Y así, con todo, años después se salió con la suya. Luego de intentarlo durante una década y de estropear la mente de doscientos cuarenta y dos pacientes, una lluviosa noche de verano conectó al aparato al cráneo de una bella paciente que sufría tremendas alucinaciones auditivas y visuales y, de pronto, apareció una imagen borrosa en el monitor.

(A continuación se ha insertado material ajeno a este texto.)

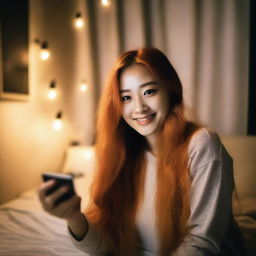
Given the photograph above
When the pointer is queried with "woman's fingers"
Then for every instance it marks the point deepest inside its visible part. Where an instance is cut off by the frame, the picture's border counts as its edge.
(67, 209)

-¿Qué es esto? ¿Qué me estás mostrando? -preguntó Edgar, mientras en la pantalla se hacía nítida la imagen de una mujer totalmente desnuda, con cabeza de halcón y un delicioso cuerpo moreno, delgado, musculoso, follando salvajemente con un toro. El animal tenía los ojos encendidos, como dos flamas ahogadas en una turbia atmósfera azul, y su miembro de fuego entraba y salía de entre las piernas de la mujer, produciendo un placentero sonido de agua, un chapoteo de líquidos corporales que se fundían mientras con los cuernos, el toro rozaba los pezones erectos, erguidos al cielo como si estuvieran haciendo erupción.

-Esto está buenísimo -pensó el doctor Mondragón, doblemente excitado por lo que veía y por el triunfo de su investigación. La Asociación Internacional de Psicopatología lo consagraría, quizá lo propondrían para el Nobel. Qué vida de lujos y fama le esperaba. Y fue entonces cuando escuchó los gemidos de la paciente.

El monitor no sólo...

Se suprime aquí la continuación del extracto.